Stripe credits system for usage-based AI SaaS billing
Flat-rate 'unlimited AI' marketing rarely survives finance review — token costs are real, customers churn when bills exceed expectations, and 'unlimited' becomes 'we have to throttle you'. A credit economy turns that operational risk into a product surface: customers buy a known credit balance, the product tells them what each action costs, and overages convert cleanly into upgrade prompts.
Why credits beat seats or flat tiers for AI products
Seat-based billing assumes uniform usage per user; AI usage is famously skewed (one power user generates 90% of the tokens). Flat tiers either underprice power users or overprice casual ones. Credits price the unit of value — a chat turn, a document upload, an image generation — directly, so customers pay proportional to what they consume.
The implementation cost is non-trivial: you need accurate metering, idempotent debits, balance reset at billing cycle boundaries, and graceful degradation when credits run out. SaaSForge AI ships these primitives so the metering surface doesn't become product debt.
Tokens to credits: the conversion rate
The simplest credit model is a linear conversion from tokens used to credits debited. SaaSForge AI defaults to a rate that covers OpenAI/Claude API costs plus a margin, configurable per workspace. Embedding tokens debit at a different (lower) rate than completion tokens because their underlying cost is different.
Multi-modal actions (image generation, audio transcription) get their own per-unit credit costs. The conversion table lives in config, not hard-coded — so model price changes don't require a code release.
const cost = computeCreditCost({
inputTokens: usage.input_tokens,
outputTokens: usage.output_tokens,
model: "claude-opus-4-7",
});
await debitCredits({
workspaceId,
amount: cost,
reason: "chat",
// Idempotency key prevents double-debits on retries
idempotencyKey: `chat:${turnId}`,
});Stripe subscription as the reset cycle
Credit balance is associated with a Stripe customer's subscription. When the subscription's `invoice.payment_succeeded` webhook fires (monthly or annually), the balance resets to the plan's credit allotment. SaaSForge AI handles the webhook with idempotency tracking — webhook retries are common at the Stripe layer, and a naive reset handler will double-credit the customer.
Subscription cancellations, downgrades, and upgrades each have well-defined credit semantics: cancel keeps current balance until period end, downgrade prorates against the next cycle, upgrade tops up immediately. The webhook lifecycle handler ships with these branches documented.

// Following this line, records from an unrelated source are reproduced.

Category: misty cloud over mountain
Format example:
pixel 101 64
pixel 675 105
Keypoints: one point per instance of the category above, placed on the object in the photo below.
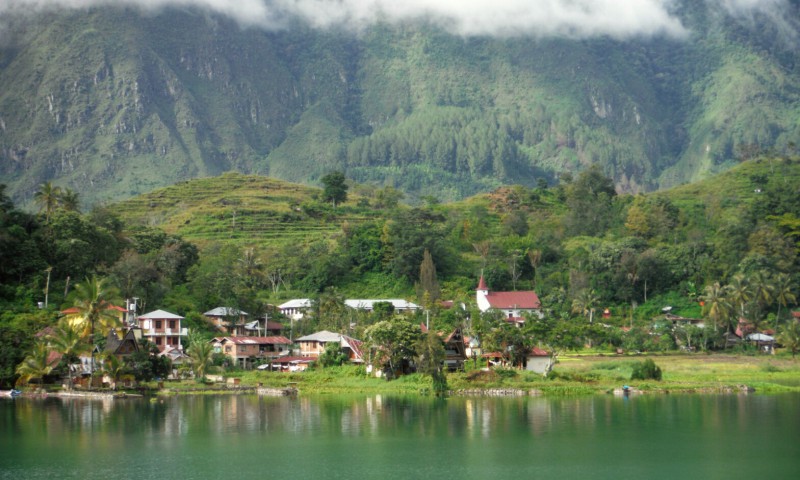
pixel 544 18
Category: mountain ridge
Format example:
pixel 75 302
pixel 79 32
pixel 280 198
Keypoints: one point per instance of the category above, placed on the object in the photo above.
pixel 112 103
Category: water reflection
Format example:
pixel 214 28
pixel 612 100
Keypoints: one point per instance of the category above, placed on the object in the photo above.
pixel 596 437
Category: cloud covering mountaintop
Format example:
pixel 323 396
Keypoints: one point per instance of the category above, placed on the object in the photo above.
pixel 541 18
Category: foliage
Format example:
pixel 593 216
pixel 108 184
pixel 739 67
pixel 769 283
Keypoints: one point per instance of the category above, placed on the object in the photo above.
pixel 646 370
pixel 333 355
pixel 430 357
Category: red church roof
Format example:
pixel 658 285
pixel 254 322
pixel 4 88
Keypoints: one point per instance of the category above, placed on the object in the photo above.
pixel 524 300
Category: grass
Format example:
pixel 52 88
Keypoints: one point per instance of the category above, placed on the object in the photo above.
pixel 573 375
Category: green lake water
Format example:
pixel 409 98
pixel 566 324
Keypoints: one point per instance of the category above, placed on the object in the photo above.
pixel 210 437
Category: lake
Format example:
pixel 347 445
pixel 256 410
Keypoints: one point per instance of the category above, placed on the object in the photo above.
pixel 245 436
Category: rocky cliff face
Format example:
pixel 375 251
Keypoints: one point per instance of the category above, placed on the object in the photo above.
pixel 112 102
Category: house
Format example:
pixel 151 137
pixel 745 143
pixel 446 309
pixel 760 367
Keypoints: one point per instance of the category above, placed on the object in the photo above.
pixel 125 346
pixel 455 348
pixel 512 304
pixel 163 329
pixel 683 321
pixel 296 309
pixel 400 306
pixel 289 363
pixel 538 361
pixel 222 317
pixel 256 328
pixel 245 351
pixel 313 345
pixel 78 321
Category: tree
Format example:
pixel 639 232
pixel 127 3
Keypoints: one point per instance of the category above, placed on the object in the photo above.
pixel 430 356
pixel 717 306
pixel 69 200
pixel 35 365
pixel 113 367
pixel 335 190
pixel 739 292
pixel 428 285
pixel 66 341
pixel 392 342
pixel 47 197
pixel 789 337
pixel 584 303
pixel 200 353
pixel 783 294
pixel 333 355
pixel 94 300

Operational gotchas worth knowing about
The hardest bug in any credit system is the race between concurrent debits exceeding balance. SaaSForge AI uses row-level locking on the balance row (`select ... for update`) inside a transaction with the debit, so two simultaneous chat turns can't both succeed when only one credit remains. This costs latency on the chat path; the alternative is reconciliation drift, which is much worse.
Refunds are a second gotcha: a Stripe refund should restore credits proportional to what was consumed, not the full plan allotment. The webhook handler ships with proration logic so a mid-cycle refund leaves the customer with credits matching what they actually paid for.